A recent Stax Inc. study commissioned by Healthgrades found that about 80% of patients prefer a physician who offers online scheduling, across both primary care and specialist physicians. The patients who most prefer online scheduling book more appointments (for themselves and others) and tend to be younger, more affluent, and higher-educated.
When given a choice between physicians with similar experience, proximity, availability, and patient satisfaction ratings, the vast majority of consumers (81% for PCPs, and 77% for specialists) choose the physician who provides online scheduling. So, it comes as a surprise that around 80% of new patients still end up scheduling their appointments by phone.
Online scheduling is faster, more convenient, and reduces data entry errors encountered while taking information over the phone, so making sure you’ve made it easy for new patients to schedule online benefits both your practice and the patient. However, some practices have yet to fully integrate online scheduling into their practice for a variety of reasons — which may include:
- Additional cost for their EMR
- Concern over allowing new patients control of their schedule
- Concern over the difficulty in implementing scheduling on their website
Online Scheduling Portals for Patients Make Things Easier
Some providers worry that by allowing online scheduling, they’re giving up control over their schedules to patients. Nothing could be further from the truth. An online schedule request is no different from a phone appointment request except in one major way: a phone call wasn’t required to complete the process. That doesn’t mean a phone call can’t happen.
If a patient requests a time that ends up being unavailable for any reason, your front office staff can call the patient to reschedule, exactly the same as they would if the original appointment had been scheduled over the phone. The difference is, for the vast majority of online scheduled appointments, no call will be necessary at all. The national average time of an appointment phone call is eight minutes. For online scheduling, it’s only one minute, and no staff interaction is required.
Additionally, since online scheduling portals live on your website, they run 24/7, unlike your staff. And, they reduce after-hours voicemails which require additional time to listen and respond.
Implementing Online Scheduling Doesn’t Have To Be Difficult
With most modern EMR patient portals, integrating them into your website is far easier than you might suspect. In most cases, you will either drop in a snippet of code on your web page to create an embedded display, or you will link a button or text to an offsite URL where your patient portal lives.

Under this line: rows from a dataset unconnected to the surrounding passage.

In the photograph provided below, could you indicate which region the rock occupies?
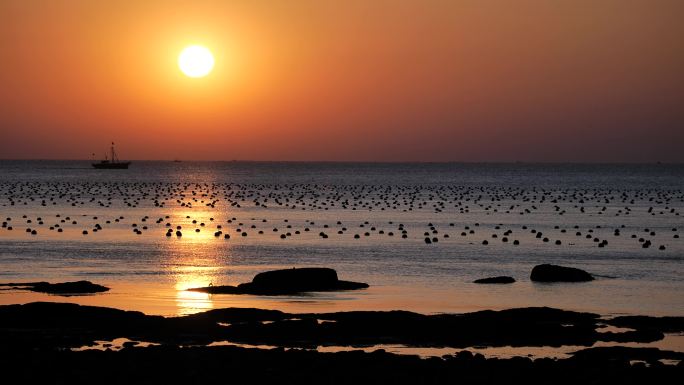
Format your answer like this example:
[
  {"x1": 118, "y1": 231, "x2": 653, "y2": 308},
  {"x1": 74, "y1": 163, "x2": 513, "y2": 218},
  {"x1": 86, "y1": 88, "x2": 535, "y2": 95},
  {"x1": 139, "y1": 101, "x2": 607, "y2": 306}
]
[
  {"x1": 31, "y1": 281, "x2": 110, "y2": 294},
  {"x1": 473, "y1": 276, "x2": 515, "y2": 284},
  {"x1": 570, "y1": 346, "x2": 684, "y2": 363},
  {"x1": 606, "y1": 315, "x2": 684, "y2": 333},
  {"x1": 530, "y1": 264, "x2": 594, "y2": 282},
  {"x1": 0, "y1": 280, "x2": 110, "y2": 295},
  {"x1": 5, "y1": 301, "x2": 684, "y2": 366},
  {"x1": 189, "y1": 267, "x2": 369, "y2": 295}
]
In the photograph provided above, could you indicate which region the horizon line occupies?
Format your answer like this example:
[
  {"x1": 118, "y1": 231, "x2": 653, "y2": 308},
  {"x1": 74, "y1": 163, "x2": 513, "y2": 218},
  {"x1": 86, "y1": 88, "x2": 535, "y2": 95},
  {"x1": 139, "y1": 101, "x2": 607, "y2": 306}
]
[{"x1": 0, "y1": 158, "x2": 681, "y2": 165}]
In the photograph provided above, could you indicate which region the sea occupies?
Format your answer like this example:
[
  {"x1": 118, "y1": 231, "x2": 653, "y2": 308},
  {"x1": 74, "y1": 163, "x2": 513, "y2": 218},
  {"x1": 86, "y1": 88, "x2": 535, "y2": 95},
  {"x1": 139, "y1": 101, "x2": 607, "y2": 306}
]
[{"x1": 1, "y1": 161, "x2": 682, "y2": 318}]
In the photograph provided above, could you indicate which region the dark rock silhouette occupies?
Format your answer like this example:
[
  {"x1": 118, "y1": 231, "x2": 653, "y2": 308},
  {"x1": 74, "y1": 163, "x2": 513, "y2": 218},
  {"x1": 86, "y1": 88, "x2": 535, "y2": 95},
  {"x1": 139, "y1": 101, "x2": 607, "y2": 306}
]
[
  {"x1": 2, "y1": 343, "x2": 682, "y2": 385},
  {"x1": 606, "y1": 315, "x2": 684, "y2": 333},
  {"x1": 189, "y1": 267, "x2": 369, "y2": 295},
  {"x1": 0, "y1": 281, "x2": 109, "y2": 295},
  {"x1": 530, "y1": 264, "x2": 594, "y2": 282},
  {"x1": 2, "y1": 302, "x2": 677, "y2": 351},
  {"x1": 570, "y1": 346, "x2": 684, "y2": 364},
  {"x1": 474, "y1": 276, "x2": 516, "y2": 284},
  {"x1": 1, "y1": 302, "x2": 682, "y2": 384}
]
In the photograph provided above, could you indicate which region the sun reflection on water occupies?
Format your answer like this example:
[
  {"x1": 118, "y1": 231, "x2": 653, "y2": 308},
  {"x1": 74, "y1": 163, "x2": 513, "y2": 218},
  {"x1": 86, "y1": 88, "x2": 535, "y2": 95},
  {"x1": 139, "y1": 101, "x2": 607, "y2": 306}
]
[
  {"x1": 165, "y1": 206, "x2": 228, "y2": 315},
  {"x1": 174, "y1": 267, "x2": 216, "y2": 315},
  {"x1": 176, "y1": 288, "x2": 213, "y2": 315}
]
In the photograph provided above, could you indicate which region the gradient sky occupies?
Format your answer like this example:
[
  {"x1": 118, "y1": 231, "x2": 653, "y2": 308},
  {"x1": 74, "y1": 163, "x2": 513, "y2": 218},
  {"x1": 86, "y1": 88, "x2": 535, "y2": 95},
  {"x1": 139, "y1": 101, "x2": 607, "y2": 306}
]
[{"x1": 1, "y1": 0, "x2": 682, "y2": 162}]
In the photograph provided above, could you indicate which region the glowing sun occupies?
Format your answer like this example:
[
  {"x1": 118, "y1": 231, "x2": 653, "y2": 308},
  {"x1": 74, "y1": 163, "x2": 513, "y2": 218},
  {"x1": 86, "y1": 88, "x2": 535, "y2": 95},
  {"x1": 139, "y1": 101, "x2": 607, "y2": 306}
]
[{"x1": 178, "y1": 45, "x2": 214, "y2": 78}]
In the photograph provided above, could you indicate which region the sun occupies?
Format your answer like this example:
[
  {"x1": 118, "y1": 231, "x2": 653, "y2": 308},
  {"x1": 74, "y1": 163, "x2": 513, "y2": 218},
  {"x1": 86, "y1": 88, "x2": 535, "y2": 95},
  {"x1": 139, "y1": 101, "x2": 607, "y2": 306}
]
[{"x1": 178, "y1": 45, "x2": 215, "y2": 78}]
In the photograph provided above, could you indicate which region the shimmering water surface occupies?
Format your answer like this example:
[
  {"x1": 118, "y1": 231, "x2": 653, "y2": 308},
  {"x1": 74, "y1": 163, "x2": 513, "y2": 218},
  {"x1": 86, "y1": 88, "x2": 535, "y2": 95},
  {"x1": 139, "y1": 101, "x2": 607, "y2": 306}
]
[{"x1": 1, "y1": 161, "x2": 682, "y2": 318}]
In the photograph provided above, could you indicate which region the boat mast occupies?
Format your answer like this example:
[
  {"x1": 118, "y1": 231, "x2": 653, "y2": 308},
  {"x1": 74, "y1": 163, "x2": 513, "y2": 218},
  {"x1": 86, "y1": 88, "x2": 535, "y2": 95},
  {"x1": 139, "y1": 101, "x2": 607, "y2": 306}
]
[{"x1": 111, "y1": 142, "x2": 118, "y2": 163}]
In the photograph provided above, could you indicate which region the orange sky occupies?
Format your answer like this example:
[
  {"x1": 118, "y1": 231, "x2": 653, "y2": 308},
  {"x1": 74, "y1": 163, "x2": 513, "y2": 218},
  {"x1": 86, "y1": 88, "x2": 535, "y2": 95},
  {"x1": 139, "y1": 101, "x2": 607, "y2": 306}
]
[{"x1": 1, "y1": 0, "x2": 682, "y2": 162}]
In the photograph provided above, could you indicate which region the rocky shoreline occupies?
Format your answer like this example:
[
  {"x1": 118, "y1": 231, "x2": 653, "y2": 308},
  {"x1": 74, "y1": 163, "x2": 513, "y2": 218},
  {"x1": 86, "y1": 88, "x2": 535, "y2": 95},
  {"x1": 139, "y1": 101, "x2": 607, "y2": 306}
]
[
  {"x1": 3, "y1": 343, "x2": 681, "y2": 385},
  {"x1": 0, "y1": 302, "x2": 681, "y2": 384}
]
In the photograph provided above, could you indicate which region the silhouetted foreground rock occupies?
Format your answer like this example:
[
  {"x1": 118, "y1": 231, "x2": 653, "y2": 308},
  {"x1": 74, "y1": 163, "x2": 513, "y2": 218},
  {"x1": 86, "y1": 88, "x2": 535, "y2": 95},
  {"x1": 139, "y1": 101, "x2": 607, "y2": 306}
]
[
  {"x1": 606, "y1": 315, "x2": 684, "y2": 333},
  {"x1": 0, "y1": 280, "x2": 109, "y2": 295},
  {"x1": 189, "y1": 267, "x2": 369, "y2": 295},
  {"x1": 0, "y1": 302, "x2": 682, "y2": 384},
  {"x1": 530, "y1": 264, "x2": 594, "y2": 282},
  {"x1": 474, "y1": 276, "x2": 515, "y2": 284},
  {"x1": 1, "y1": 302, "x2": 680, "y2": 350},
  {"x1": 1, "y1": 345, "x2": 682, "y2": 385},
  {"x1": 571, "y1": 346, "x2": 684, "y2": 363}
]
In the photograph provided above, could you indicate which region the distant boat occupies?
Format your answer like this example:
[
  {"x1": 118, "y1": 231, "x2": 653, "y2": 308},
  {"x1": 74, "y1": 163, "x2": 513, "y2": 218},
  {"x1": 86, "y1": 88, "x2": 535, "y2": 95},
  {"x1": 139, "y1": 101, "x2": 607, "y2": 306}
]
[{"x1": 92, "y1": 142, "x2": 131, "y2": 169}]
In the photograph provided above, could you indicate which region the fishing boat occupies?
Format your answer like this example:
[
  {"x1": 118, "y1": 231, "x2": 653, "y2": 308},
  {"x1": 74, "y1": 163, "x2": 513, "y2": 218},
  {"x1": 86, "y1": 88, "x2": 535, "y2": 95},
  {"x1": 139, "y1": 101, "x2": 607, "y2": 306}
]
[{"x1": 92, "y1": 142, "x2": 131, "y2": 169}]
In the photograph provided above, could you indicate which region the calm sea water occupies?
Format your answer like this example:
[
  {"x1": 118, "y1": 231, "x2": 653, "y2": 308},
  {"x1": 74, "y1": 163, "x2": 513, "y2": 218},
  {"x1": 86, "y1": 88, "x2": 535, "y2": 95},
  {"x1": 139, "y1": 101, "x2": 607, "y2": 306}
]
[{"x1": 0, "y1": 161, "x2": 682, "y2": 317}]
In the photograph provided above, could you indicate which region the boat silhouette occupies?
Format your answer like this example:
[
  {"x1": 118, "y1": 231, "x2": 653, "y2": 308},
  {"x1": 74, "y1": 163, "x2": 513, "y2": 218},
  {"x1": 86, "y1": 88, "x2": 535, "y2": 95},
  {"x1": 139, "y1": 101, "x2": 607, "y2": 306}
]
[{"x1": 92, "y1": 142, "x2": 131, "y2": 169}]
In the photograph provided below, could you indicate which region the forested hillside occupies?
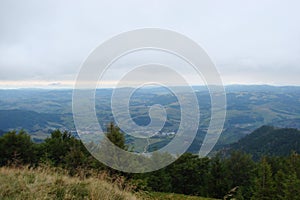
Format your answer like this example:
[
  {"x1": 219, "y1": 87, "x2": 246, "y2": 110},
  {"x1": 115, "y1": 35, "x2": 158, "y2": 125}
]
[{"x1": 229, "y1": 126, "x2": 300, "y2": 160}]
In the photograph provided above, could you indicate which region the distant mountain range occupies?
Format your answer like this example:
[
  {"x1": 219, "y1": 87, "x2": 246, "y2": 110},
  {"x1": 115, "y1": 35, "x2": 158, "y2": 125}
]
[
  {"x1": 0, "y1": 109, "x2": 63, "y2": 131},
  {"x1": 0, "y1": 85, "x2": 299, "y2": 151},
  {"x1": 0, "y1": 109, "x2": 71, "y2": 141}
]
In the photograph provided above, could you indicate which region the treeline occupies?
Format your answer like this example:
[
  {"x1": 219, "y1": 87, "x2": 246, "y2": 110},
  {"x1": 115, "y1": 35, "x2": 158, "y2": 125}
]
[
  {"x1": 0, "y1": 128, "x2": 300, "y2": 199},
  {"x1": 0, "y1": 129, "x2": 105, "y2": 173}
]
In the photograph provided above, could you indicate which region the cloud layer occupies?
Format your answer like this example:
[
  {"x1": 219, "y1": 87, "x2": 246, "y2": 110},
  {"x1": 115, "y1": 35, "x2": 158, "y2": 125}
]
[{"x1": 0, "y1": 0, "x2": 299, "y2": 87}]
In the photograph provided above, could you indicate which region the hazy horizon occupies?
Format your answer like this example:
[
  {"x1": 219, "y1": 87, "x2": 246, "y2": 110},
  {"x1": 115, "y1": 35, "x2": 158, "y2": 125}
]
[{"x1": 0, "y1": 83, "x2": 300, "y2": 90}]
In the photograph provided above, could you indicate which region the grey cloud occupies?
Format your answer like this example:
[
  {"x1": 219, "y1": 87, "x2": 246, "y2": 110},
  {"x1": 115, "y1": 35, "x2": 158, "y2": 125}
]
[{"x1": 0, "y1": 0, "x2": 299, "y2": 86}]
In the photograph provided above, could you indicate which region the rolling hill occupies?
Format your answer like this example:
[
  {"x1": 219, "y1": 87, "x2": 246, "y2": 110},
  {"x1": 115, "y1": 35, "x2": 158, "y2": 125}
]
[
  {"x1": 0, "y1": 85, "x2": 299, "y2": 150},
  {"x1": 229, "y1": 126, "x2": 300, "y2": 160}
]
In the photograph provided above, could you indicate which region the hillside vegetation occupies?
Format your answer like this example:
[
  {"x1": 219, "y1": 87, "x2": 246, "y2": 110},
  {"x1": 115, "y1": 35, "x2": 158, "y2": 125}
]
[
  {"x1": 1, "y1": 126, "x2": 300, "y2": 199},
  {"x1": 0, "y1": 166, "x2": 218, "y2": 200},
  {"x1": 230, "y1": 126, "x2": 300, "y2": 160},
  {"x1": 0, "y1": 166, "x2": 138, "y2": 200}
]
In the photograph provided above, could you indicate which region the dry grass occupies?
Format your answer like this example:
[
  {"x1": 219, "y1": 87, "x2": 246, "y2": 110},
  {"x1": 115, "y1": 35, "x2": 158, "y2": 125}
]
[
  {"x1": 0, "y1": 166, "x2": 138, "y2": 200},
  {"x1": 142, "y1": 192, "x2": 220, "y2": 200},
  {"x1": 0, "y1": 166, "x2": 218, "y2": 200}
]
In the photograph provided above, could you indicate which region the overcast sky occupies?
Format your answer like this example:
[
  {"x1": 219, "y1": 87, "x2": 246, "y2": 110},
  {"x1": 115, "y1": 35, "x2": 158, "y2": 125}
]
[{"x1": 0, "y1": 0, "x2": 299, "y2": 88}]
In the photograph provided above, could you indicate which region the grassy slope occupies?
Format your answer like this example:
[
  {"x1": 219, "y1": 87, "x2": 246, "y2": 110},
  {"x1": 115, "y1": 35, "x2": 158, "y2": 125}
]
[
  {"x1": 0, "y1": 166, "x2": 138, "y2": 200},
  {"x1": 144, "y1": 192, "x2": 219, "y2": 200},
  {"x1": 0, "y1": 167, "x2": 218, "y2": 200}
]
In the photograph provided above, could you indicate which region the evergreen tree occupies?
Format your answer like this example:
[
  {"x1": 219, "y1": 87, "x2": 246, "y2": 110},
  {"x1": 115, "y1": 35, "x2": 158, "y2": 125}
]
[
  {"x1": 208, "y1": 154, "x2": 230, "y2": 198},
  {"x1": 251, "y1": 157, "x2": 275, "y2": 200},
  {"x1": 284, "y1": 172, "x2": 300, "y2": 200},
  {"x1": 274, "y1": 170, "x2": 287, "y2": 200},
  {"x1": 40, "y1": 129, "x2": 91, "y2": 171},
  {"x1": 169, "y1": 153, "x2": 205, "y2": 195},
  {"x1": 0, "y1": 130, "x2": 37, "y2": 166},
  {"x1": 106, "y1": 122, "x2": 127, "y2": 150},
  {"x1": 226, "y1": 151, "x2": 255, "y2": 199},
  {"x1": 288, "y1": 151, "x2": 300, "y2": 179}
]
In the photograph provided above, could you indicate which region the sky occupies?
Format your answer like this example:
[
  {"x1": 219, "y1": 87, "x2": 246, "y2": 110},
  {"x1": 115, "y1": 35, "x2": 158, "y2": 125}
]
[{"x1": 0, "y1": 0, "x2": 300, "y2": 88}]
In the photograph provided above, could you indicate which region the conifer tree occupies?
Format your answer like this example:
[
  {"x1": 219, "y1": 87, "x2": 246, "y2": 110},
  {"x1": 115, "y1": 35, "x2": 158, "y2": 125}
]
[{"x1": 251, "y1": 157, "x2": 275, "y2": 200}]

This can frequently be done in as little as 15 minutes. If your EMR provides an app, chances are that it already features this functionality in the app.
It’s important to make sure that the scheduling functionality is easy to find for your patients. Having a consistent button in the header or footer which draws the eye is ideal for both offsite links and embedded scheduling solutions.
3 Best Practices When Setting Up Online Scheduling
1. Set Up Rules Around What the Schedule Allows
Generally, most EMR patient portals allow for scheduling rules such as: what days to allow appointment requests, a window of days from the current one before the calendar shows availability, and custom availability by appointment type, patient type, or provider selection. You can also set up minimum blocks of time taken by an appointment to help avoid double booking.
2. Provide Honest Expectation Around Patient Wait Times
In a perfect world, your appointments would always run flawlessly on time, and your patients would experience almost no wait time. In reality, some appointments run long, some patients show up late, and a myriad of other factors may contribute to your schedule running on a delay. If you don’t have an idea of your average delay, have your front office staff capture that data over the course of several weeks. Then, add some text on your scheduling page setting that expectation. If your wait times are consistently exceeding the national averages, it might be time to do some business analysis in your practice to see how they can be reduced.
3. Confirm Online Appointments 24 Hours in Advance
Generally, the online scheduler will have a reminder functionality to assist with this, but at the very least, you should make sure that your front office staff confirms the appointments. Depending on the EMR, it may even be integrated into the system itself, allowing patients to confirm in as little as clicking a link in a text message. This will help reduce no-shows, and allow you to quickly adjust your schedule should someone cancel last minute.